The entire world, it seemed, was buried under two feet of snow. I was checking weather forecasts for days looking for a window of opportunity for a field trip. Yet, even the mighty Danube was frozen solid from bank to bank.
Eventually, I had to go, there was no point of hoping further for a day without fresh snowfall or wind. Disregarding the weather, the research methodology required an observer’s presence in the field every month.
We passed through a sleepy village, followed by a snowbound cemetery, and there we were, at the beginning of our transect. A straight line through a former flood-plain, now drained and cut off from the rivers by embankments.
The road mostly consists of very sticky black mud, but on that day it was only white. White as the surrounding fields, sometimes edged with reeds, sometimes without any markings. The snow was falling, the wind carried both snowflakes and snow from the ground and the whiteness was complete.
I was driving through that relying purely on my knowledge of the research area and my inner sense for orientation. It was tricky: there is a deep canal next to the road and the last thing I wanted at those subzero temperatures was to end up in the water.

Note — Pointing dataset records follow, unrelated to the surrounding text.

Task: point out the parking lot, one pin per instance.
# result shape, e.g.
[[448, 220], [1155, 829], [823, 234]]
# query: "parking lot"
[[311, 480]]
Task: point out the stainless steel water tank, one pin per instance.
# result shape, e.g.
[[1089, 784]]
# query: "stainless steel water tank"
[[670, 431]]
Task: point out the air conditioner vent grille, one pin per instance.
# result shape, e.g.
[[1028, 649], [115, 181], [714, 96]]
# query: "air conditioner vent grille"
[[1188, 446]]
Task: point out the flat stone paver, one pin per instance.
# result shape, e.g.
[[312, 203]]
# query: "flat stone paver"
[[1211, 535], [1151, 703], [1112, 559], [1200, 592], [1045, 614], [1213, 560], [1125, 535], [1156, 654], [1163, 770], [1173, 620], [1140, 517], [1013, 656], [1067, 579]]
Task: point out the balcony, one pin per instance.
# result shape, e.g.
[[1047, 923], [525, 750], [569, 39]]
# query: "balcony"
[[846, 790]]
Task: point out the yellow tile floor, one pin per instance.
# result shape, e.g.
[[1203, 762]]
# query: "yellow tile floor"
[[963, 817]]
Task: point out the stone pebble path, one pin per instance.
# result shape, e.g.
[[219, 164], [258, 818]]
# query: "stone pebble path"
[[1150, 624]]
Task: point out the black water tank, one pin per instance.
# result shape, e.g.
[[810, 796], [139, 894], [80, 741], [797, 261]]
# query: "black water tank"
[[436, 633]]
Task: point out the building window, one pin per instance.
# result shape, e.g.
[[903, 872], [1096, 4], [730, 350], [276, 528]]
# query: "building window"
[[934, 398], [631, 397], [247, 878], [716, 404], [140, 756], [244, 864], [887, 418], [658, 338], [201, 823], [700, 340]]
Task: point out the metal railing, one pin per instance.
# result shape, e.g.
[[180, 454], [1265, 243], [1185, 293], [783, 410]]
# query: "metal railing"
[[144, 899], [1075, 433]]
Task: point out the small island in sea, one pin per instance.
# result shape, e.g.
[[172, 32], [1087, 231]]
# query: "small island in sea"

Soon the snow stopped falling, although the sky remained cloudy. I remember getting stuck in deep snow (but managed to free ourselves easily), also that pure bliss – having a hot coffee in the car, seeing quite a few Roe Deer and several Brown Hares, White-tailed Eagle, a bunch of Common Buzzards and Hooded Crows in a field – must have been next to some less fortunate animal that we couldn’t see from the road…
Nothing special, really, just a sense of a winter wonderland adventure, like being five years of age again and enjoying a sleigh ride.
Oh, I remember those senseless mid-winter counts. I was involved in a scientific monitoring project on the Baltic coast of NE Germany. As poor university students, all we had was bicycles. Even in mid-winter and freezing cold conditions, the scientific method required us to go counting. We knew before each count that we would see nothing but a handful of Hooded Crows, but we had to go, So we cycled out (45 minutes each way), walked along our transect through ice and snow, found a handful of Hooded Crows and cycled back again 45 minutes in the dark.
The second picture in your post is incredible, and at least you saw more than a handful of crows. Cheers, great post as always.
Thanks.
Went birding yesterday, started nicely (temp. -10oC), then snow started to fall reducing visibility to next to nothing.
Tomorrow I’m going to read colour rings at the local landfill and look for rarer gulls.